Several risk factors converged to cause Victoria’s recent outbreak. The first was the bungled hotel quarantine scheme under the Andrews government’s control.
To recall the before picture, consider the mid-year state of affairs. On June 17, the ABC reported that Victoria had recorded its largest increase in COVID-19 cases in more than a month. There were 21 cases including a nursing home resident, a case linked to staff at an animal hospital, and an additional case in the Monash Health cluster. The largest group comprised 15 cases in hotel quarantine as well as a contractor working at one of them.
The extent of Labor’s responsibility for today’s COVID-19 outbreak was laid bare last month after genomic testing revealed community transmission had stemmed from the government’s hotel quarantine operation. It is conceivable that all of the community transmission cases in early July could be traced to it.
The Age reported that at least five government agencies were jointly responsible for the quarantine operation. Within 24 hours of its start on March 28, an email was sent to senior bureaucrats at the Department of Health and Human Services asking urgently for a 24-hour police presence at the hotels.

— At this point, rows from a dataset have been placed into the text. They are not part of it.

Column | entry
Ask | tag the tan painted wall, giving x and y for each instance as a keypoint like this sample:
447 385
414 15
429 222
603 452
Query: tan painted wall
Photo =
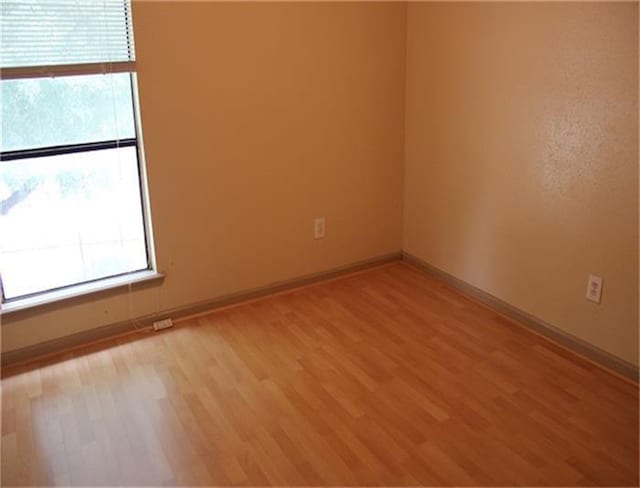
258 118
521 160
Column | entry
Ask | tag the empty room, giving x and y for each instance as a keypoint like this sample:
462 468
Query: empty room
319 243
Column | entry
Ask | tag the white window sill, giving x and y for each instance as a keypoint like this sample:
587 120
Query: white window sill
80 290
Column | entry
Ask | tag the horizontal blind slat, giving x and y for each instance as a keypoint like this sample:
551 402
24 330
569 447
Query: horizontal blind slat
65 32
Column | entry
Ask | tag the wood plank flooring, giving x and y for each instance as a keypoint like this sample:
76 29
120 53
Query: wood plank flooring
386 377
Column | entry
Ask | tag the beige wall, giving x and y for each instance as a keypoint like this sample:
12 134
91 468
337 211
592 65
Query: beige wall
257 118
521 161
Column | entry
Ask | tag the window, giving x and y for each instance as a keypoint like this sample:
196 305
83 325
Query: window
72 192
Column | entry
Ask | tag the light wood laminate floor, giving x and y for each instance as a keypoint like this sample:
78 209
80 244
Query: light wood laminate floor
387 377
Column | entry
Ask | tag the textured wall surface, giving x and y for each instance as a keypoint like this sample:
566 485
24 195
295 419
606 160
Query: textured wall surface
521 160
257 118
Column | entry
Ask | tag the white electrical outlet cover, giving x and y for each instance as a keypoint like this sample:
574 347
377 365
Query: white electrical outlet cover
319 228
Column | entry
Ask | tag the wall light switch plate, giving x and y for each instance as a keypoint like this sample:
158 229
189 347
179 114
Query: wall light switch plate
318 228
594 288
162 324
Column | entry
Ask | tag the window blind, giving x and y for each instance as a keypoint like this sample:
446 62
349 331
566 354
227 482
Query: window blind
53 36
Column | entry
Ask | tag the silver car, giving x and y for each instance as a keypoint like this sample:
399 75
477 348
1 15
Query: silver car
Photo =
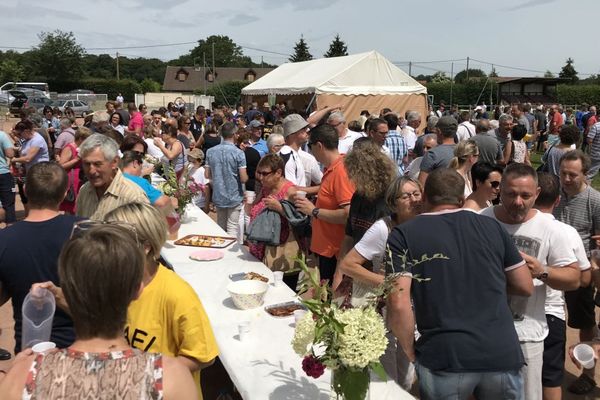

From the first day, it was clear that private security guards were not able to effectively maintain the quarantine. When questioned about the leaked emails, the Premier’s office would not provide an explanation. Instead, a spokeswoman gave the same sorry excuse for government secrecy, namely a closed-door inquiry it has established.
Unless new information comes to light, the Andrews government must be made accountable for overseeing a public health disaster. It rejected the Morrison government’s offer of personnel to manage hotel quarantine. Instead, the Labor team selected contractors, a decision that led to the resurgence of the virus after subcontracted security staff spread it from the hotels to the community. Why did the Victorian government neglect to enforce a proper standard of care? If it could not manage the quarantine program, why did it refuse commonwealth assistance?
Andrews says he is not confident private nursing homes can provide the quality of care needed to keep people safe from COVID-19. The statement should be directed at aged-care homes implicated in horrendous mistreatment of the elderly, not the entire sector. Many Australians have lost confidence in the Victorian government. Andrews neglected to act after federal Health Department secretary Brendan Murphy asked him to suspend elective surgeries in Victoria so that nursing home patients could receive hospital care. The Prime Minister had to intervene after Andrews did not take timely action. It took almost a week for him to announce suspension of elective surgeries.
It was inevitable that elderly people would shoulder the burden of COVID-19, but only if it was unleashed in the community before an effective treatment had been developed. Timing was everything and the Victorian government blew it.